Companies that want to hire remotely rarely publish wages online for this exact reason. They get called out for being "cheap" and "I can make X times more in SF". Yes, but most companies in the world are not looking for and can not compete for SF developers with the FAANGS in the first place. When the company is not in the Bay Area, them posting a non-SF salary is not trying to screw you over, hiring you was never on the table. Unfortunately they cannot say simply that in the job ad without calling down an epic shitstorm.
I think tech workers that believe that remote is more productive really fail to grasp the enormous company incentive to have all workers remote if it were so, as it would be cheaper tax-wise, operational wise, legal wise, etc.
If it were that good, software engineering in the US would suffer the same fate as manufacturing: it would disappear to cheaper foreign workers and only specialties would survive.
The counter point is that this will also likely result in depressed wages, as companies realize they don't have to price in local factors such as rent or commute.

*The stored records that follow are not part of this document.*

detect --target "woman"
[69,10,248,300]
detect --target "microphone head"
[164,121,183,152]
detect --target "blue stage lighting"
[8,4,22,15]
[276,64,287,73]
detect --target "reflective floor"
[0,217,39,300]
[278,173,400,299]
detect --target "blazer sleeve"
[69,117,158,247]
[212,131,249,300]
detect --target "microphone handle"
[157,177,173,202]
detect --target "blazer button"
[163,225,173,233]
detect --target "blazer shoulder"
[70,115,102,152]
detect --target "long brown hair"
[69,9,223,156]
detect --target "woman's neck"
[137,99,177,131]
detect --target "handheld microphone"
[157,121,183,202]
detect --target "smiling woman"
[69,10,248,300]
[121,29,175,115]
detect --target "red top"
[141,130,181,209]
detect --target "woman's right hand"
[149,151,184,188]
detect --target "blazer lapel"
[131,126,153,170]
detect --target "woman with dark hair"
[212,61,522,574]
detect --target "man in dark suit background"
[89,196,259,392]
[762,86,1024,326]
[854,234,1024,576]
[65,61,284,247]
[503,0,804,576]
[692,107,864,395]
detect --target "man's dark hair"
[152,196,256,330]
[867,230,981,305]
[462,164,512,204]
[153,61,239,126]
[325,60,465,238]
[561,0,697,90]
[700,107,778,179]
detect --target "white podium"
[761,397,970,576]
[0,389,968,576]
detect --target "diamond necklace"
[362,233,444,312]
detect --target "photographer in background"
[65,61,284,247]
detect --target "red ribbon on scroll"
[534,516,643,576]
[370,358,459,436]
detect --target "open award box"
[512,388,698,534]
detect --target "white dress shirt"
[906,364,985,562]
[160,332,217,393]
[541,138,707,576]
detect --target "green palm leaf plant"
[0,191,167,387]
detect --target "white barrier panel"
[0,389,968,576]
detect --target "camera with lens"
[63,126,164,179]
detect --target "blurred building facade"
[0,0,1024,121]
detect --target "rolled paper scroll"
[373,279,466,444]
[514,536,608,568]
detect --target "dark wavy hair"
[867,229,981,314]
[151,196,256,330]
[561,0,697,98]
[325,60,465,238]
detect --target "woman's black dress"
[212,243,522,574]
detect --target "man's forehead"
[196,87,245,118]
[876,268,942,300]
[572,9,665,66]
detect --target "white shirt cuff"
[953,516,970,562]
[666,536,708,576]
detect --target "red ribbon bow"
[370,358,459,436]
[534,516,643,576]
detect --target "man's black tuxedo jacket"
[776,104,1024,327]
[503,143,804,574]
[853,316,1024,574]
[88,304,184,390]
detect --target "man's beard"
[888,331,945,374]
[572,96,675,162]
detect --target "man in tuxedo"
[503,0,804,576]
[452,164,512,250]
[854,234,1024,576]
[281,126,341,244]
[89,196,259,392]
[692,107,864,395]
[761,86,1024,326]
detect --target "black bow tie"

We can't discount the externalities which are then offloaded to the worker as well such as computers / monitors, home offices, internet caps etc.
For a large band of workers I think remote work makes sense, but for entry-level developers and/or people on the lower end of the spectrum I think it might be a harder sell.
It's interesting how many commenters read "remote" as "contract" or even "overseas". There are lots of developers outside of SF, NYC, Chicago, etc. that would relish the opportunity to still live their suburban/rural lifestyle and avoid a lengthy commute.
One advantage for companies in big cities is they can usually hire these remote employees at a discount. It can get a bit hairy when two remote employees doing the same job are paid differently, but that is already the case in many situations.
The other obvious advantage is that companies that hire remote employees have an almost unlimited candidate pool. Even if a company chose to limit hires to their own country, the only group they cannot hire would be candidates unwilling to work remotely. Based on my discussions with thousands of programmers over the years, I'd suspect this is a very small group.